The Commission also said in a press release that it was concerned that the two companies may have allocated demand, coordinated prices and exchanged commercially sensitive information.
“If proven, this behavior could violate EU competition rules that prohibit cartels and restrictive business practices,” the Commission said. Although it is also stressful that the initiation of investigation does not mean that rules have been broken.
What are derivatives?
Derivatives are not shares, but are often traded through stock exchanges and are often based on the values of shares or other assets, such as foreign exchange or food or oil.
They are a financial contract between one or more parties whose value fluctuates depending on the price of the underlying asset or assets. They allow traders and investors to hedge risk, speculate on the future price of an asset (for example, betting on a stock price expected to fall or rise over a certain time period) or leverage a position.
Trading in derivatives is global and difficult to regulate due to its complexity, because they can also be traded over the counter rather than using stock markets, and because of the difficulty in valuing them accurately.
According to Commission information, Deutsche Börse Group operates the largest derivatives exchange in the European Economic Area, which includes the 27 EU member states as well as Iceland, Liechtenstein and Norway.
Nasdaq, a US-based global financial services and technology provider, operates stock exchanges in the US and Europe.

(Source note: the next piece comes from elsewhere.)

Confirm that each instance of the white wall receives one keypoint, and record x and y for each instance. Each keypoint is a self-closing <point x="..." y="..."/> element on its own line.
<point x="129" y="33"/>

Deutsche Börse spokesperson says the aim of the cooperation was to promote competition
The Reuters news agency quoted a spokesman for Deutsche Börse as saying that the company and its derivatives exchange subsidiary Eurex, the largest of its kind in Germany, had taken note of the European Commission’s announcement of the investigation.
He said the companies were working constructively with authorities in Brussels and that the investigation was in the early stages. He said the cooperation between Deutsche Börse and Nasdaq was part of an agreement reached in 1999 and was discussed with the Commission at that time.
“The cooperation should promote competition. It was specifically aimed at deepening liquidity and generating efficient profits in the respective Nordic derivatives markets. It offered clear benefits for market participants and was publicly known,” he told Reuters.